There was a sound which gave me a familiar feeling, which at the same time seemed very out of place. I realized that many of my fellow passengers were speaking Chinese.

I looked up, and opposite me were two young women chatting away in Putonghua. Beyond and behind them were at least another 10 or 12 young people, all nicely dressed, also speaking Mandarin. For a moment, this was profoundly disorienting.

Wham. Bang. Maybe nothing had changed outside the train window, but something really big had changed on the inside. I don’t recall ever hearing Chinese spoken during this train ride in my school days, or at least not Mandarin. Cantonese or Taishan dialect, maybe. There just weren’t that many Chinese people around in those days, especially Mandarin speakers, outside of New York’s Chinatown.

My god, I thought, Chinese people really have taken over the world, even New Jersey!

I faced a slight dilemma. My initial instinct was to say “Hello” to the two college-aged women sitting next to me, and strike up a good neighborly conversation in Chinese. They were still chattering away, completely unaware and unlikely to guess that I could understand what they were saying.

On second thought it seemed kind of odd to strike up a conversation under the circumstances. I don’t normally talk to strangers across the aisle on trains or airplanes, and they were busily talking to each other. So what’s the point? I decided to mind my own business. (I silently thought I might later change my mind if one of them said something about “that old fart across the aisle” or some such; but this never came to pass.) I kept looking out the window.

By the time we arrived at Princeton, all the young Chinese passengers got off, and I eventually realized that many of them were also delegates to the GCC conference. The largest group was from Tsinghua University.

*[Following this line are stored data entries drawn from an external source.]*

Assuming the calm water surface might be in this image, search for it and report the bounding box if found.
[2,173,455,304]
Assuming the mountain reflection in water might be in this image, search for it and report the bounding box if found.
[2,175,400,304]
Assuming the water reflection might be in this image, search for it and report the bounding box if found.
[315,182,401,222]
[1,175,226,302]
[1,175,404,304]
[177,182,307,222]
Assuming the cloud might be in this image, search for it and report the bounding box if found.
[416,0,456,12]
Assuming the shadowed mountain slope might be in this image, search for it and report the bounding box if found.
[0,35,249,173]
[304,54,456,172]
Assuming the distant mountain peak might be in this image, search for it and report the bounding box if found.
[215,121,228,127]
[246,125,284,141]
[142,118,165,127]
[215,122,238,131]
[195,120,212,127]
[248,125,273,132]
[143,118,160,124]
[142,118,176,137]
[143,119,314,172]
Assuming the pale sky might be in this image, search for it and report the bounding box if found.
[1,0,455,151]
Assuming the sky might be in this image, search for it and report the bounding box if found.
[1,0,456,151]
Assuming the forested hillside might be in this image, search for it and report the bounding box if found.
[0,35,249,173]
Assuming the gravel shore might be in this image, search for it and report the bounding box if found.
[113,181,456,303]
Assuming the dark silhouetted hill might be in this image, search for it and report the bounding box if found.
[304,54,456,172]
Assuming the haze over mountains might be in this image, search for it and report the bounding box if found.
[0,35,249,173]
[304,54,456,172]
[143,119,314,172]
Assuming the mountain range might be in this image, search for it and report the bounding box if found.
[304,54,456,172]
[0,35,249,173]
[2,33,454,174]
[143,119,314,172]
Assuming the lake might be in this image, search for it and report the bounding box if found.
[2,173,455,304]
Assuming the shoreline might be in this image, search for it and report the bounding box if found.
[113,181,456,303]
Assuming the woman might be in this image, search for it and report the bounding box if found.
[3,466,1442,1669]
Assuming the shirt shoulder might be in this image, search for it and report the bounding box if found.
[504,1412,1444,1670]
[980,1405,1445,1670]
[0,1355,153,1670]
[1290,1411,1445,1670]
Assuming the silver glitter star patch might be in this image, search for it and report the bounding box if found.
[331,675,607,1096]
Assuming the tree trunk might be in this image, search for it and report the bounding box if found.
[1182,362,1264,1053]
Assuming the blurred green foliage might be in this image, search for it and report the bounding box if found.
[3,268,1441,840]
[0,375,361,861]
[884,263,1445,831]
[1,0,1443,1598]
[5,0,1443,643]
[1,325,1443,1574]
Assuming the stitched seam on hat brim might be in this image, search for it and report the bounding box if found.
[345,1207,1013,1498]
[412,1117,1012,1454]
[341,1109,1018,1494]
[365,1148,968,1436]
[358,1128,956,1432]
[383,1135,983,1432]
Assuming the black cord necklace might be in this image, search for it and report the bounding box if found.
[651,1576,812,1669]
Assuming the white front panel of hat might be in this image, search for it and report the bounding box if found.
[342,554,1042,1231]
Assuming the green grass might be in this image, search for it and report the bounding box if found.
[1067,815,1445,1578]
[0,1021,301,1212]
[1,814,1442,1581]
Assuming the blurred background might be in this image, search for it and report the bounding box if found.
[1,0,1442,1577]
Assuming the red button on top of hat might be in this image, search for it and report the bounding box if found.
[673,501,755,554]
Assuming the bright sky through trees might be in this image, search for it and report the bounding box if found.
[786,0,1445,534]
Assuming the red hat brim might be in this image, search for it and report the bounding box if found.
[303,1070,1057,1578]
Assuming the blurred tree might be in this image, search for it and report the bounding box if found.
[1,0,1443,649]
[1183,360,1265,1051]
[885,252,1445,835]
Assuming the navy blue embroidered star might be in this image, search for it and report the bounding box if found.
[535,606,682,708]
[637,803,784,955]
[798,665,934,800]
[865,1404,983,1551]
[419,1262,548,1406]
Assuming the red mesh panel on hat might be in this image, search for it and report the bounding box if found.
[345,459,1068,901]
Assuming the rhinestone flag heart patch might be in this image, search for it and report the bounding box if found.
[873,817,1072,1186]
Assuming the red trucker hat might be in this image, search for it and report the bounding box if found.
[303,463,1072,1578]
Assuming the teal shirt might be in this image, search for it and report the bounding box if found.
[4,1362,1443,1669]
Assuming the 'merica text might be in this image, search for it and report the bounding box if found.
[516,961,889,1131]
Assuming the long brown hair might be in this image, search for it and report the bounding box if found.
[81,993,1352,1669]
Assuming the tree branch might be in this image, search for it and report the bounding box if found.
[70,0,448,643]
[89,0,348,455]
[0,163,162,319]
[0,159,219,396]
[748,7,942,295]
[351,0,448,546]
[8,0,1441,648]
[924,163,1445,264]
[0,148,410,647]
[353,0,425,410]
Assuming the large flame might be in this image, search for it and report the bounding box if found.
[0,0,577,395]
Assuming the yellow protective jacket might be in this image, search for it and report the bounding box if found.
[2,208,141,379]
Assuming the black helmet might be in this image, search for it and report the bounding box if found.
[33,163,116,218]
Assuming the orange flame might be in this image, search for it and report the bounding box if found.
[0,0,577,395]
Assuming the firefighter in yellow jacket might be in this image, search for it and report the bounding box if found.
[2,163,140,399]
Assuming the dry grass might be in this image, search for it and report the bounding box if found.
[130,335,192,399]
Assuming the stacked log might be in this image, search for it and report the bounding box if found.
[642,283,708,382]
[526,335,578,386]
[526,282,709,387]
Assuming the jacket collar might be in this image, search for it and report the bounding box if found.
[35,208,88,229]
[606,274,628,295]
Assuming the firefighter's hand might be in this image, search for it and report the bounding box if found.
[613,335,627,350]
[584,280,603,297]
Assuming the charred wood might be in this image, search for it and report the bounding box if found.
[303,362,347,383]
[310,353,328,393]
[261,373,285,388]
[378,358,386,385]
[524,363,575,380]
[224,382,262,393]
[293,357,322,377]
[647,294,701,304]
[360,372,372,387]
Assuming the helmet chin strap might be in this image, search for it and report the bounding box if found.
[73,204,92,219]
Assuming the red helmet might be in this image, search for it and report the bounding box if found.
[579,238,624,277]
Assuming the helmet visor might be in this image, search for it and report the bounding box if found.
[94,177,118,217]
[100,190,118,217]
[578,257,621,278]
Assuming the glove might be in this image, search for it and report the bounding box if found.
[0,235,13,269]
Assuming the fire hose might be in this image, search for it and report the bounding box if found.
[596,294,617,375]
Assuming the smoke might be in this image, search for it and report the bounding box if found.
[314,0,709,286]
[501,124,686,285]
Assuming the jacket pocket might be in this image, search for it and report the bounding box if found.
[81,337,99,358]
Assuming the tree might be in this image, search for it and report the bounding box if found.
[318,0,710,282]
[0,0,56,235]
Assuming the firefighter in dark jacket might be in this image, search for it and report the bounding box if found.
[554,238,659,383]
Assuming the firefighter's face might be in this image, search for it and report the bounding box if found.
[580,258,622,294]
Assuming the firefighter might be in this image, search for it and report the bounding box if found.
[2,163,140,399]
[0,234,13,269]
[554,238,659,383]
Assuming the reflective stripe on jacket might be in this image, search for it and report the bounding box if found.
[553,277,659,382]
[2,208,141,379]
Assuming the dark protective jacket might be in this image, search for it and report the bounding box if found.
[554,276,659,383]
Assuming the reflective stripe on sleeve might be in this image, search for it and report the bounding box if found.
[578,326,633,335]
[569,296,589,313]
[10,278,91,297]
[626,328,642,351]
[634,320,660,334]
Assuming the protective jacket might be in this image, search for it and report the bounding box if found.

The Princeton campus is very pretty, and despite a lot of new buildings, looked very familiar. A representative from GCC met me at the train station and we walked across the snowy campus to the Woodrow Wilson School.

When I arrived at the conference hall I was surprised to find that the majority of the 200 or so delegates were ethnic Chinese students, many originally from the Chinese mainland. They spoke excellent English and carried themselves with poise and maturity. The non ethnic Chinese spoke good Chinese. This was a very bright group of young people.

The conference was extremely well organized — all through the hard work and effort of undergraduate student volunteers. Very impressive.

I think my presentation went fairly well. Readers interested in seeing it on video can click on this link:

Right place, Right Time: Factoring China into Your Career Path – 1

Right place, Right Time: Factoring China into Your Career Path – 2

Right place, Right Time: Factoring China into Your Career Path – 3

Right place, Right Time: Factoring China into Your Career Path – 4

I praised the organizers for the great job they were doing, not only with the conference but with helping each other better understand China’s developing relationship with the world, and to chart rewarding and productive career paths.

On the train trip back to New York that evening, my head was full of thoughts about how dramatically China’s integration with the world generally, and America in particular, has progressed since my school days. This is a very important development, with positive implications for the future.